Scalable Decentralized Algorithms for Online Personalized Mean Estimation
This work addresses scalability in collaborative learning for agents with differing data distributions, though it is incremental as it simplifies the broader problem to mean estimation.
The paper tackles the problem of scalable decentralized online personalized mean estimation for agents with insufficient local data, proposing two algorithms with complexities O(r|A|log|A|) and O(r|A|) that achieve asymptotically optimal estimates under certain conditions.
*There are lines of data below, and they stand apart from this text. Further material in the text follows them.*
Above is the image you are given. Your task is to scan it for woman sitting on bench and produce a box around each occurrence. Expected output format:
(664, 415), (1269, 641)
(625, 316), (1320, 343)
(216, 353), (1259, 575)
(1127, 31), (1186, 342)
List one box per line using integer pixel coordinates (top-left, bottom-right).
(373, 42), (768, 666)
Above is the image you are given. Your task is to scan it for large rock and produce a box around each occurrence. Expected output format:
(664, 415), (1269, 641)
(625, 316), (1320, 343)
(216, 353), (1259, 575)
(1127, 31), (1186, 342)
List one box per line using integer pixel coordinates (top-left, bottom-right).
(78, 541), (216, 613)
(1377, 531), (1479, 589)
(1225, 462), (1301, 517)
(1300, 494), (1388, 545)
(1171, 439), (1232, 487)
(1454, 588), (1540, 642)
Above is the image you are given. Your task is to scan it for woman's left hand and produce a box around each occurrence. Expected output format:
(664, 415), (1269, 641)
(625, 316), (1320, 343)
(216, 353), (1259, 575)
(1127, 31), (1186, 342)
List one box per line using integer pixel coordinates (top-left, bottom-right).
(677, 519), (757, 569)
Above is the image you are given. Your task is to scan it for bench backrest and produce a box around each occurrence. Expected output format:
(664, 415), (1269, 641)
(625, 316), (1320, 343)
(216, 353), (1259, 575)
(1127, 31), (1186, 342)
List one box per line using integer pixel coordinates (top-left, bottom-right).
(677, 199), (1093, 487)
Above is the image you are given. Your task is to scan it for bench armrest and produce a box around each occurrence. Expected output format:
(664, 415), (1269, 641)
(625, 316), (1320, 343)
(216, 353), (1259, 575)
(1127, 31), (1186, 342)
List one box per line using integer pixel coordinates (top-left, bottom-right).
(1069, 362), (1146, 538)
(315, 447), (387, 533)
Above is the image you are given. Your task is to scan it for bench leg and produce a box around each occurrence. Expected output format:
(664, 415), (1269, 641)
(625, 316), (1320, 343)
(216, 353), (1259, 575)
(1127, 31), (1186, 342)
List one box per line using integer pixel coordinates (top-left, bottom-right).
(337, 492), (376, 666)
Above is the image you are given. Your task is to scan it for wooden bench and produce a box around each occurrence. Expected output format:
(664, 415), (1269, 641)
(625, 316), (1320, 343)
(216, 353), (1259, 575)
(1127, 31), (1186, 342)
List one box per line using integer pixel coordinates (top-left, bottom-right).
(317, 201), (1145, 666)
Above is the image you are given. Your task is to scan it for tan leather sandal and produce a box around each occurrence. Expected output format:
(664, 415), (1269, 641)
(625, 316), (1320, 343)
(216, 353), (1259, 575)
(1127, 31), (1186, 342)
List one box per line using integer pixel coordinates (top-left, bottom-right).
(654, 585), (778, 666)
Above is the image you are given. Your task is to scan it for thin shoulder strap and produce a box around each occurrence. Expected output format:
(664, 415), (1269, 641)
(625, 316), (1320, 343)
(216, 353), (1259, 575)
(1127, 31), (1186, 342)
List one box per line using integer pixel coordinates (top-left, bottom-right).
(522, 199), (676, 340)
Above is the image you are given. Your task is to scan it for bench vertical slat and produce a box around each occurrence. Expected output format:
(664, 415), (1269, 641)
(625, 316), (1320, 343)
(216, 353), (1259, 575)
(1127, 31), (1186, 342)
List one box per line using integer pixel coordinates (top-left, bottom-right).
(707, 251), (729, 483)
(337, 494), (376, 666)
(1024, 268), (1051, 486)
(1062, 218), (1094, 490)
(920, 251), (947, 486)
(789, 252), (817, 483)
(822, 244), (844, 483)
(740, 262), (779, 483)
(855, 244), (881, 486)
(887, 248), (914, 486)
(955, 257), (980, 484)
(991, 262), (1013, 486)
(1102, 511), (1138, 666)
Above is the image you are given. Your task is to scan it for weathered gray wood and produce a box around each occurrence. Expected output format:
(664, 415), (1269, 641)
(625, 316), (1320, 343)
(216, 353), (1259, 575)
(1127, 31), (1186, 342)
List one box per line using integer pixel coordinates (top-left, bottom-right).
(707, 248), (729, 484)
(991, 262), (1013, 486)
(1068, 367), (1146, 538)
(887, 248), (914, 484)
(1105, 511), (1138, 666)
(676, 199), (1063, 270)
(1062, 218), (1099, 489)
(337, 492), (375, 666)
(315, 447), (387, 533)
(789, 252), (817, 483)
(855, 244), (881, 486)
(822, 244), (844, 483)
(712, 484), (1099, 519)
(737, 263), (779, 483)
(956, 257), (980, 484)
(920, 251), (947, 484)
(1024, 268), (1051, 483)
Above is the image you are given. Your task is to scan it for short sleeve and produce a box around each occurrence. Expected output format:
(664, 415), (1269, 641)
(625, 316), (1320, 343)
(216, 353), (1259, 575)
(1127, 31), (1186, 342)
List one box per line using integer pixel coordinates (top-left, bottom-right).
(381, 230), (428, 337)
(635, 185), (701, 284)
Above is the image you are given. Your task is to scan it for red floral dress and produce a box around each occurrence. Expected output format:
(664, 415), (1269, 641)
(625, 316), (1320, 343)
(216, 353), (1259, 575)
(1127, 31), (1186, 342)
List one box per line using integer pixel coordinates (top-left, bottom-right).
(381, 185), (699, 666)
In numerous settings, agents lack sufficient data to directly learn a model. Collaborating with other agents may help, but it introduces a bias-variance trade-off, when local data distributions differ. A key challenge is for each agent to identify clients with similar distributions while learning the model, a problem that remains largely unresolved. This study focuses on a simplified version of the overarching problem, where each agent collects samples from a real-valued distribution over time to estimate its mean. Existing algorithms face impractical space and time complexities (quadratic in the number of agents A). To address scalability challenges, we propose a framework where agents self-organize into a graph, allowing each agent to communicate with only a selected number of peers r. We introduce two collaborative mean estimation algorithms: one draws inspiration from belief propagation, while the other employs a consensus-based approach, with complexity of O( r |A| log |A|) and O(r |A|), respectively. We establish conditions under which both algorithms yield asymptotically optimal estimates and offer a theoretical characterization of their performance.